Callum Burns
Markets have a habit of overreacting. We’ve seen it repeatedly across decades of investing, from the GFC to COVID, and even the small cap dislocation of 2022.
Each crisis arrives with a “this time is different” claim. Yet history consistently shows that periods of indiscriminate selling often create the most compelling long-term opportunities.
We believe that today’s market environment feels increasingly familiar.
Across Australian small caps, a broad range of quality companies have experienced significant share price weakness despite continuing to deliver solid operational performance. In many cases, we believe fear, particularly around artificial intelligence disruption and geopolitical uncertainty, has overtaken rational analysis.
For long-term investors, that disconnect matters.
An ideal investing approach should be centred on finding the hidden gems in the small cap sector: that is, companies with an economic moat that will help to generate strong earnings over time. We believe in high-quality business franchises with difficult-to-replicate assets, strong customer relationships, and strong long-term earnings potential.
When markets become emotional, our focus does not change. If anything, these environments often present the best opportunities to add to positions in companies we already know well.
During the recent reporting season, most of our holdings met or exceeded expectations, while median earnings growth remained strong. Yet despite this, valuations across many holdings have fallen to, or close to, decade lows.
In our experience, periods where quality businesses continue growing while their valuations contract sharply have often been followed by strong subsequent returns. Markets eventually reconnect share prices with underlying fundamentals.
AI – the new ‘railway’
Artificial intelligence has become the dominant narrative driving recent market behaviour.
We believe AI will be like the introduction of rail, reshaping industries and driving profound change.

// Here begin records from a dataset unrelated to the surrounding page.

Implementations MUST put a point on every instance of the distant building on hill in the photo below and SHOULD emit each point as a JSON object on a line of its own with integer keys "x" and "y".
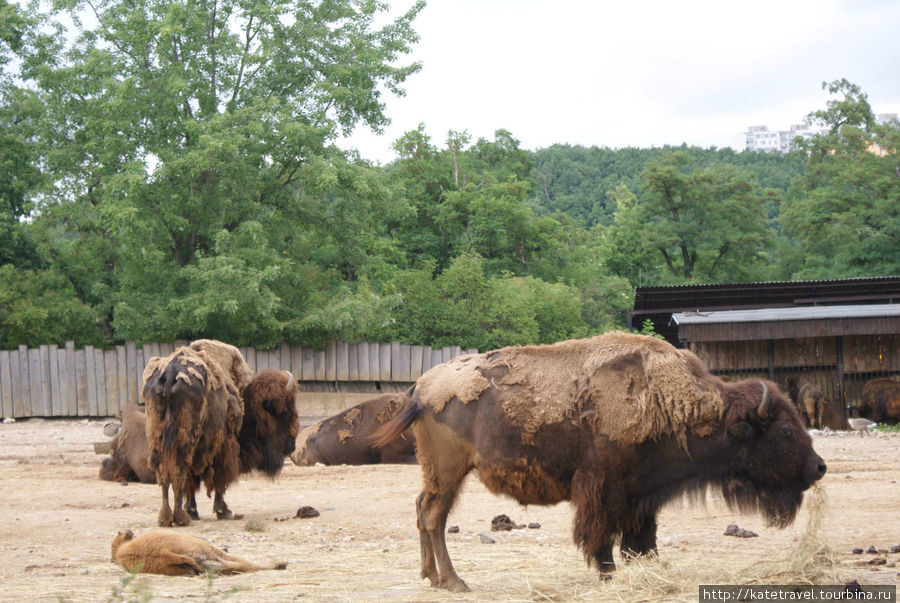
{"x": 760, "y": 138}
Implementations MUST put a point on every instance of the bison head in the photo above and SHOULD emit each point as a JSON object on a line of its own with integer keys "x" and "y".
{"x": 768, "y": 453}
{"x": 175, "y": 395}
{"x": 271, "y": 423}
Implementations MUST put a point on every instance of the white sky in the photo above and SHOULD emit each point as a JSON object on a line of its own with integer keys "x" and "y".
{"x": 639, "y": 73}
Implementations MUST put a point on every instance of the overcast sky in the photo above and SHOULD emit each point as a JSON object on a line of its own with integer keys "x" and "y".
{"x": 640, "y": 74}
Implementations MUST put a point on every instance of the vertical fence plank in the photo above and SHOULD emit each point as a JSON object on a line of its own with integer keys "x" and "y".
{"x": 341, "y": 361}
{"x": 81, "y": 394}
{"x": 297, "y": 362}
{"x": 71, "y": 389}
{"x": 353, "y": 359}
{"x": 90, "y": 369}
{"x": 51, "y": 369}
{"x": 416, "y": 353}
{"x": 362, "y": 353}
{"x": 42, "y": 383}
{"x": 384, "y": 358}
{"x": 110, "y": 361}
{"x": 6, "y": 405}
{"x": 25, "y": 381}
{"x": 100, "y": 365}
{"x": 121, "y": 384}
{"x": 330, "y": 361}
{"x": 131, "y": 364}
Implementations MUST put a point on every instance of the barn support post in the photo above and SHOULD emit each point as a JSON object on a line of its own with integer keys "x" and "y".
{"x": 839, "y": 352}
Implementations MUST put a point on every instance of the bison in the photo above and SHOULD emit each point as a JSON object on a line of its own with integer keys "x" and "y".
{"x": 127, "y": 460}
{"x": 344, "y": 438}
{"x": 173, "y": 554}
{"x": 268, "y": 433}
{"x": 881, "y": 401}
{"x": 809, "y": 399}
{"x": 194, "y": 414}
{"x": 618, "y": 425}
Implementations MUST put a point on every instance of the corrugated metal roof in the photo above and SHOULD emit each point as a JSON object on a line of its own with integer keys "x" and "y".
{"x": 774, "y": 314}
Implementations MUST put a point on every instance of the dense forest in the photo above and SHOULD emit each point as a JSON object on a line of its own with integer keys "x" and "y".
{"x": 173, "y": 171}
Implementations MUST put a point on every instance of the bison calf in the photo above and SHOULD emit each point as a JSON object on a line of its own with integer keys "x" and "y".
{"x": 618, "y": 424}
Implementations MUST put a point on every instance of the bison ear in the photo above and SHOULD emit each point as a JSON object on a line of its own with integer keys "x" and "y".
{"x": 741, "y": 430}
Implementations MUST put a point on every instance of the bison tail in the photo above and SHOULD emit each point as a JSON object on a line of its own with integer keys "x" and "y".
{"x": 389, "y": 432}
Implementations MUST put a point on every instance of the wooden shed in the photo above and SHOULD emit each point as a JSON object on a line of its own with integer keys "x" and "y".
{"x": 838, "y": 334}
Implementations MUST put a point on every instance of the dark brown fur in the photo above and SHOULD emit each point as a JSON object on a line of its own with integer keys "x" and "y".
{"x": 172, "y": 554}
{"x": 194, "y": 414}
{"x": 881, "y": 401}
{"x": 617, "y": 486}
{"x": 809, "y": 399}
{"x": 344, "y": 439}
{"x": 268, "y": 433}
{"x": 127, "y": 460}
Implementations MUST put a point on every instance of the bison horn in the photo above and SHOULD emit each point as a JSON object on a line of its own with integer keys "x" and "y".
{"x": 763, "y": 409}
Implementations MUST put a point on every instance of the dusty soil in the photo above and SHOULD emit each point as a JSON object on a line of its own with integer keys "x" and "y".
{"x": 59, "y": 519}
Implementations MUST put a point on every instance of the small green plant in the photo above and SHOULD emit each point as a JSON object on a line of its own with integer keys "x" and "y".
{"x": 131, "y": 590}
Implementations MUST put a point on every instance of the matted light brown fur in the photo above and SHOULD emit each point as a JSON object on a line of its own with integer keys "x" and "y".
{"x": 662, "y": 394}
{"x": 171, "y": 554}
{"x": 229, "y": 358}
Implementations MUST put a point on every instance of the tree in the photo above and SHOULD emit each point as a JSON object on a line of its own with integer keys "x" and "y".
{"x": 705, "y": 224}
{"x": 844, "y": 213}
{"x": 185, "y": 136}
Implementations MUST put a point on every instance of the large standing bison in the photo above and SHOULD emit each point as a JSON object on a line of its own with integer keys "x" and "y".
{"x": 809, "y": 399}
{"x": 881, "y": 400}
{"x": 618, "y": 424}
{"x": 345, "y": 439}
{"x": 268, "y": 433}
{"x": 198, "y": 429}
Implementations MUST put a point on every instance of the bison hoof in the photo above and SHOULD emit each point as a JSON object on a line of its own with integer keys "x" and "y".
{"x": 456, "y": 585}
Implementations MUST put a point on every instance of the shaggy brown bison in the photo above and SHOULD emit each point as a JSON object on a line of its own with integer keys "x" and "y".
{"x": 266, "y": 420}
{"x": 268, "y": 433}
{"x": 127, "y": 460}
{"x": 172, "y": 554}
{"x": 344, "y": 439}
{"x": 881, "y": 401}
{"x": 809, "y": 399}
{"x": 618, "y": 424}
{"x": 194, "y": 414}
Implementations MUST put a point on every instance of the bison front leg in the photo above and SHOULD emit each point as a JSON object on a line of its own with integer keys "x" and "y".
{"x": 164, "y": 519}
{"x": 180, "y": 516}
{"x": 639, "y": 538}
{"x": 220, "y": 508}
{"x": 593, "y": 530}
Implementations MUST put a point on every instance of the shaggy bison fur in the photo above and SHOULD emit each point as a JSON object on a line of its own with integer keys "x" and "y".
{"x": 344, "y": 439}
{"x": 618, "y": 425}
{"x": 171, "y": 554}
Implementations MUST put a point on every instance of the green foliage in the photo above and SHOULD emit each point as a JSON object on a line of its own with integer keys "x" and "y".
{"x": 464, "y": 306}
{"x": 40, "y": 307}
{"x": 844, "y": 214}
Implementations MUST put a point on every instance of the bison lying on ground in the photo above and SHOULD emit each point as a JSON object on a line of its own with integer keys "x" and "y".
{"x": 618, "y": 424}
{"x": 809, "y": 399}
{"x": 127, "y": 460}
{"x": 344, "y": 439}
{"x": 177, "y": 555}
{"x": 881, "y": 401}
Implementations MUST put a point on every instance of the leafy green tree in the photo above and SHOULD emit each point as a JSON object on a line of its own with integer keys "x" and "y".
{"x": 844, "y": 214}
{"x": 193, "y": 148}
{"x": 705, "y": 224}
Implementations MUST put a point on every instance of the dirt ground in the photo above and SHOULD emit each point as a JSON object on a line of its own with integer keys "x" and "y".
{"x": 59, "y": 520}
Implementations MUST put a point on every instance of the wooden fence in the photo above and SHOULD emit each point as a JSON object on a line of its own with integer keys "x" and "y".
{"x": 54, "y": 381}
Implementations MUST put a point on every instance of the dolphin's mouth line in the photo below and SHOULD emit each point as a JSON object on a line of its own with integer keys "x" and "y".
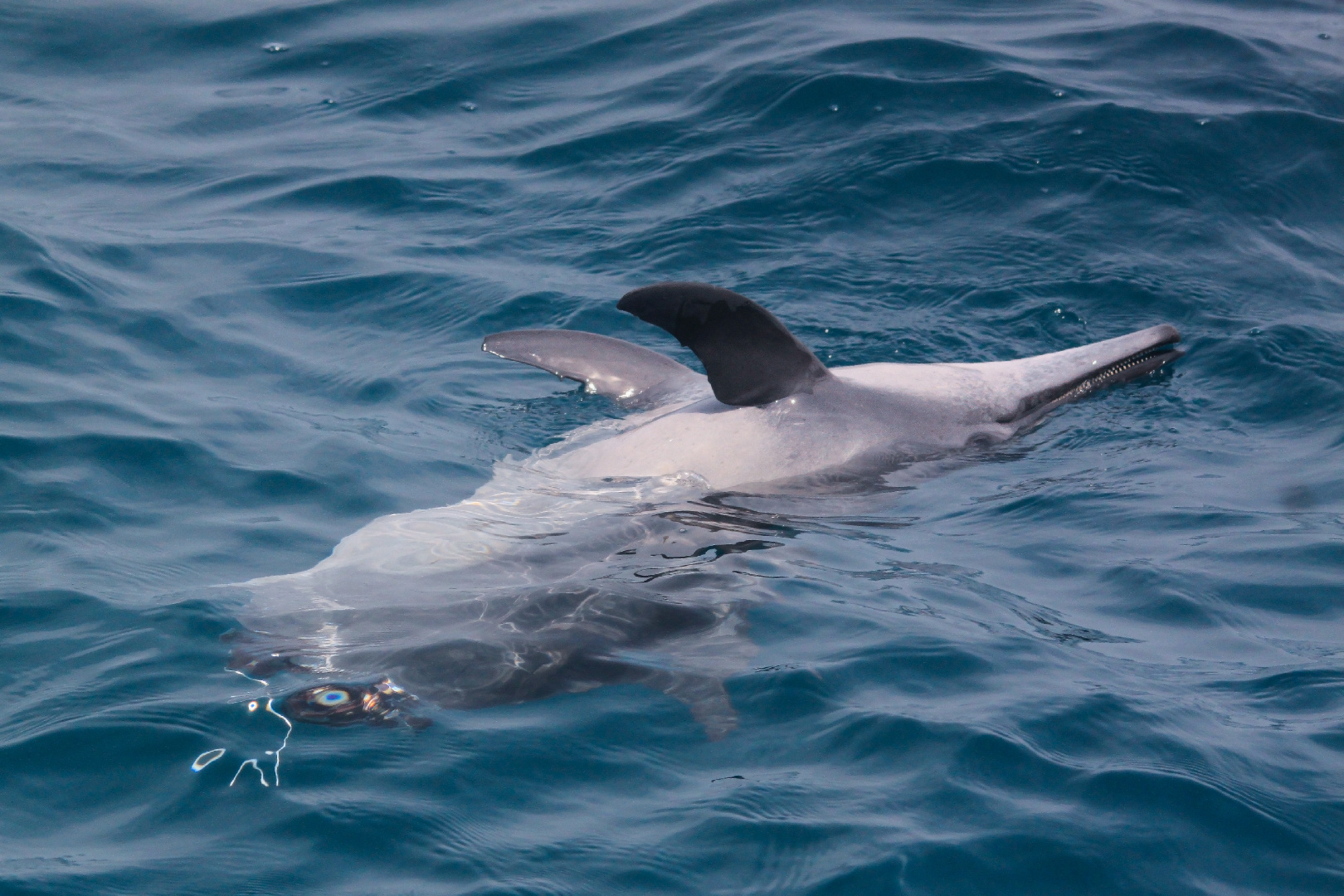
{"x": 1121, "y": 371}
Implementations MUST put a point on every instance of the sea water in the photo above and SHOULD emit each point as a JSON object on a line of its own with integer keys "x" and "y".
{"x": 247, "y": 256}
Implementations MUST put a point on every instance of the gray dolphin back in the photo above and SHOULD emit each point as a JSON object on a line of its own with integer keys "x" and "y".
{"x": 749, "y": 355}
{"x": 631, "y": 373}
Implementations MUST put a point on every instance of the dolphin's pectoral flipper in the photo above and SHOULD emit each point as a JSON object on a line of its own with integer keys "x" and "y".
{"x": 704, "y": 694}
{"x": 709, "y": 702}
{"x": 632, "y": 375}
{"x": 749, "y": 355}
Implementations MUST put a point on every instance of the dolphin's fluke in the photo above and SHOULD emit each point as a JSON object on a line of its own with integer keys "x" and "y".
{"x": 633, "y": 375}
{"x": 749, "y": 355}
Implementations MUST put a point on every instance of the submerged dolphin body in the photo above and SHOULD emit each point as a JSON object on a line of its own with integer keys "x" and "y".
{"x": 777, "y": 414}
{"x": 563, "y": 572}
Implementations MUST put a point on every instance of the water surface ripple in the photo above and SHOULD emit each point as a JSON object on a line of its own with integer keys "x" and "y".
{"x": 247, "y": 254}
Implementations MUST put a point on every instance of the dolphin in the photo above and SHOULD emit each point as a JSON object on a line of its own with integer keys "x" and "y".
{"x": 557, "y": 577}
{"x": 767, "y": 411}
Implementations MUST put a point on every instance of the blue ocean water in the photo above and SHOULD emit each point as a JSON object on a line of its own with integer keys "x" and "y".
{"x": 247, "y": 256}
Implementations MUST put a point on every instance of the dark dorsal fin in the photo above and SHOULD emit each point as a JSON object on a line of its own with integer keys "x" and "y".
{"x": 749, "y": 355}
{"x": 631, "y": 373}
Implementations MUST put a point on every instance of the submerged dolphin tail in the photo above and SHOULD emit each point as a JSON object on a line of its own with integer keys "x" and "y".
{"x": 747, "y": 353}
{"x": 631, "y": 373}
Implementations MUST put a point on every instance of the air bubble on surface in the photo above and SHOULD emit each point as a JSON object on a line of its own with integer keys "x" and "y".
{"x": 206, "y": 758}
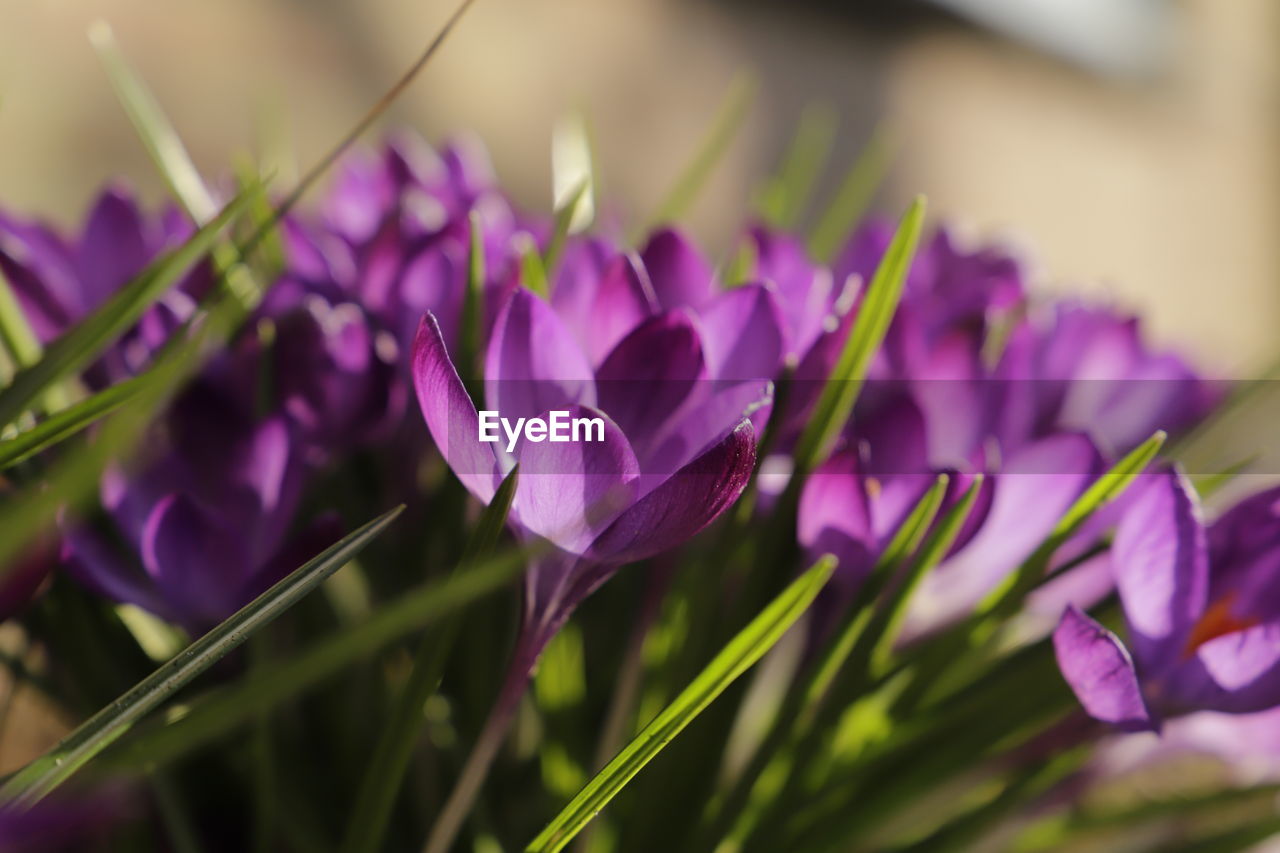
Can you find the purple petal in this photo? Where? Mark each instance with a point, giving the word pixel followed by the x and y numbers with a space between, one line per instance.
pixel 743 334
pixel 647 379
pixel 533 363
pixel 1161 569
pixel 689 501
pixel 835 518
pixel 1100 673
pixel 1036 487
pixel 571 491
pixel 451 416
pixel 113 249
pixel 681 277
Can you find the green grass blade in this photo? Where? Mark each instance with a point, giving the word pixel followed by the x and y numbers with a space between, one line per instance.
pixel 874 314
pixel 368 825
pixel 782 200
pixel 172 159
pixel 86 340
pixel 736 657
pixel 853 199
pixel 154 128
pixel 37 779
pixel 237 705
pixel 68 422
pixel 1006 597
pixel 533 274
pixel 722 131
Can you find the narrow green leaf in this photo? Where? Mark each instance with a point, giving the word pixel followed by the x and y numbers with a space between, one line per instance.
pixel 237 705
pixel 87 338
pixel 565 215
pixel 368 825
pixel 1008 596
pixel 533 274
pixel 41 776
pixel 154 128
pixel 67 422
pixel 781 201
pixel 874 314
pixel 735 658
pixel 803 703
pixel 172 159
pixel 726 124
pixel 853 199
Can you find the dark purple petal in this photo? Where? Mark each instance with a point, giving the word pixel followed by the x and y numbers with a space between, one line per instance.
pixel 571 491
pixel 1100 673
pixel 1161 569
pixel 689 501
pixel 451 416
pixel 533 363
pixel 681 277
pixel 743 334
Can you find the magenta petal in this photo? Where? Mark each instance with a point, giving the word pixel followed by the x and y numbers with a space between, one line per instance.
pixel 1161 570
pixel 1240 671
pixel 1036 487
pixel 681 277
pixel 649 377
pixel 449 413
pixel 689 501
pixel 622 301
pixel 743 334
pixel 533 363
pixel 570 491
pixel 196 562
pixel 1100 673
pixel 835 516
pixel 113 249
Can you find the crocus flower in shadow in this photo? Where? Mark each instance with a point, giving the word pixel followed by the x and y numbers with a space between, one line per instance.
pixel 1202 609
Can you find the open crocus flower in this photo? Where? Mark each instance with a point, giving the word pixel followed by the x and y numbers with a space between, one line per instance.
pixel 59 281
pixel 673 447
pixel 854 503
pixel 205 524
pixel 1201 606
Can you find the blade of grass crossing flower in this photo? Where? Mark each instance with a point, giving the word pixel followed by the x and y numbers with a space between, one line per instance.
pixel 740 655
pixel 68 422
pixel 1106 488
pixel 891 610
pixel 368 825
pixel 782 199
pixel 237 705
pixel 853 199
pixel 565 215
pixel 722 131
pixel 41 776
pixel 874 314
pixel 732 821
pixel 533 274
pixel 85 341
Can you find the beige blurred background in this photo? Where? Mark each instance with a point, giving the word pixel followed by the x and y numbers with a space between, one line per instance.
pixel 1147 172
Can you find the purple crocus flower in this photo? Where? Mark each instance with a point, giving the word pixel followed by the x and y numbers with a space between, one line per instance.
pixel 676 446
pixel 1201 607
pixel 205 521
pixel 59 281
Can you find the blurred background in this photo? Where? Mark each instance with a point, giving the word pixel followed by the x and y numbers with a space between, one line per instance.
pixel 1127 146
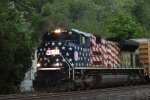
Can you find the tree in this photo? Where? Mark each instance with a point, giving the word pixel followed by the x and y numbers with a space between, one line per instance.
pixel 124 26
pixel 16 48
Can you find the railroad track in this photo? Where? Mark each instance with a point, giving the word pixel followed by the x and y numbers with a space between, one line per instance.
pixel 72 94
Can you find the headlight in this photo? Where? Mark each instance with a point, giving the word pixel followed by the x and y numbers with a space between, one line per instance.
pixel 57 64
pixel 57 31
pixel 53 52
pixel 38 64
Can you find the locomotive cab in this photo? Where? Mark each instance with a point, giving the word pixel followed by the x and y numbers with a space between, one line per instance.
pixel 59 54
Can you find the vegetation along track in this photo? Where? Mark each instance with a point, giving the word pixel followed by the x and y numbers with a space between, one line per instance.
pixel 64 95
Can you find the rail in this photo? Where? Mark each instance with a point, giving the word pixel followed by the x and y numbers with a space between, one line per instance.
pixel 65 95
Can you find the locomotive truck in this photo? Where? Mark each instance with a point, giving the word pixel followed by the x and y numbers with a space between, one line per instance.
pixel 73 60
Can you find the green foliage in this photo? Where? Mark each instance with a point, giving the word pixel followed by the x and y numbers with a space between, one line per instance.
pixel 124 26
pixel 22 24
pixel 15 51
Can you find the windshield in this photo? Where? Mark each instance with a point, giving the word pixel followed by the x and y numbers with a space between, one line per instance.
pixel 61 36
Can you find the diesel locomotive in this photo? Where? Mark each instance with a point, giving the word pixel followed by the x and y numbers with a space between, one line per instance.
pixel 72 60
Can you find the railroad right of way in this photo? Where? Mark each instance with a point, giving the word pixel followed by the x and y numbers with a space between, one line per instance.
pixel 119 93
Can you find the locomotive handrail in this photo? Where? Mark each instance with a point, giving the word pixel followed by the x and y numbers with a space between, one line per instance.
pixel 68 63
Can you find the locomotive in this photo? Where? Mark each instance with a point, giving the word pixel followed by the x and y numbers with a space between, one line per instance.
pixel 71 59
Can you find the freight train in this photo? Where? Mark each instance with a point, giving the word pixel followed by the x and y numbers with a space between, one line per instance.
pixel 74 60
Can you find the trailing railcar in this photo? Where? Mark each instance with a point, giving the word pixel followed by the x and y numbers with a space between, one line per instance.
pixel 71 59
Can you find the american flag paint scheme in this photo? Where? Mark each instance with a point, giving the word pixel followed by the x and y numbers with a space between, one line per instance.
pixel 98 52
pixel 74 59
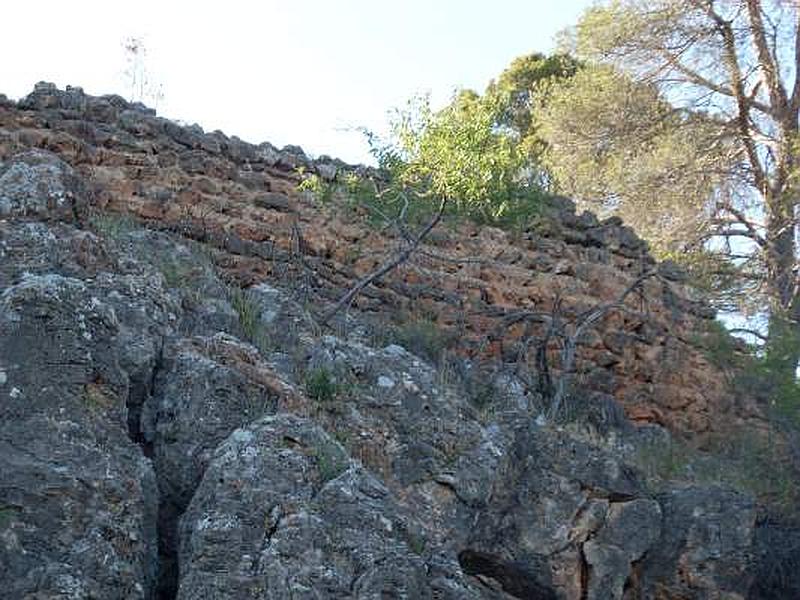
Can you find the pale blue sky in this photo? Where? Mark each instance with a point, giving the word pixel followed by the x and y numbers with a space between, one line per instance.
pixel 288 72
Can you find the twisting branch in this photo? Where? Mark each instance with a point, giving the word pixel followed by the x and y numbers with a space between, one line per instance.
pixel 582 324
pixel 395 261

We are extensive users of AI ourselves and believe investment research will be among the first to be disrupted by the technology.
However, markets are currently treating many businesses as though AI disruption will be immediate, universal and entirely negative. We think that assumption is often overly simplistic.
Investors appear to be ignoring the real-world competitive advantages these businesses possess. This can include regulatory licences, distribution networks, embedded customer relationships, operational scale and industry expertise. Also AI can be utilised to strengthen many of these businesses – they won’t stand still.
For example, gaming company Light & Wonder. The stock sold off heavily amid concerns that AI could make game development easier. Yet this overlooks the company’s substantial regulatory infrastructure, physical distribution capabilities and decades of industry know-how. Its forecast earnings growth is currently 18 per cent.
Similarly, insurance broking groups such as AUB Group have weakened despite operating in highly relationship-driven, complex commercial insurance markets where AI is unlikely to simply replace human expertise overnight.
We believe that many companies may ultimately benefit from AI through lower operating costs, improved productivity and enhanced customer service.
The key challenge for investors is distinguishing between businesses genuinely vulnerable to structural disruption and those experiencing temporary valuation compression driven by fear.
Experience matters in volatile periods
One advantage of managing money through multiple cycles is recognising that extreme market narratives are rarely permanent.
Our investment team has navigated numerous major market disruptions over the past three decades, and the lessons are remarkably consistent – maintain a disciplined process, avoid getting swept up in emotionally driven narratives and focus on long-term business fundamentals rather than short-term market noise.
Markets can reverse very quickly. Historically, some of the strongest periods of excess returns have followed periods of severe underperformance or blanket selling. In our own experience, previous periods where returns materially lagged small industrial benchmarks were eventually followed by meaningful recoveries and renewed outperformance.
That does not mean every stock recovers, or that volatility disappears overnight. But it does reinforce the importance of maintaining perspective when sentiment becomes negative for longer periods of time.
A long-term opportunity emerging
Today, many investors appear focused almost entirely on short-term uncertainty. Yet when we analyse the underlying businesses within our portfolio, we continue to see companies with strong market positions, attractive long-term growth prospects and valuations that imply unusually pessimistic assumptions.
In our view, this creates a compelling setup. Rather than retreating from quality companies during market weakness, we believe this is a time to selectively lean into opportunity where valuations have become disconnected from fundamentals.
Cool heads rarely feel rewarded immediately. But over time, history suggests they often are.